The United Arab Emirates (UAE) has barred a US professor from entering its borders because he has spoken out against abuses of labour in the country, which is notorious for its use of migrant bonded labour.

Last week Dubai, part of the UAE, hosted the Global Skills and Education Forum, which was attended by elites from all over the world such as Bill Clinton, Tony Blair and various heads of government, including monarchs, as well as a roll call of private companies and foundations, which are furthering for-profit education globally such as the Varkey Foundation and Geoffrey Canada of the US Harlem Children's zone. 

The forum also hosted the Global Teacher Prize, which is sponsored by among others, the Varkey Foundation and Price Waterhouse Cooper global consultancy corporation. The prize was won by Nancie Atwell, a US educator who has spoken out frequently against the encroachment of corporate reform in US education and for a more enlightened pedagogy. The problem with this is that by awarding her the prize, the event has now achieved currency with many groups who are fighting education reform such as the Badass Teachers group in the US.
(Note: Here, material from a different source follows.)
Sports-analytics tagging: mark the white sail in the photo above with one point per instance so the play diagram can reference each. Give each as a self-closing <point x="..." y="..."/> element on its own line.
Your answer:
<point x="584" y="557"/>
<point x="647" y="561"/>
This is one of the most cunning and difficult to fight tactics of the corporate reform movement - to co-opt the ideas of those of us fighting their project and thus attempt to disempower them. World Bank documents are littered with exhortations to critical thinking - empty of content but none the less there. OECD documents now advocate constructivist pedagogy, while promoting the ultimate teach to the test incentive - PISA. This is to say nothing of the social justice rhetoric of most of these international institutions not to mention of companies like Pearson.

The true colours of the corporate reform movement are shown by its choice of venue - a country with such an appalling record on its treatment of labour and immigrants that it is afraid to allow into the country an academic and teacher who tells truth to power.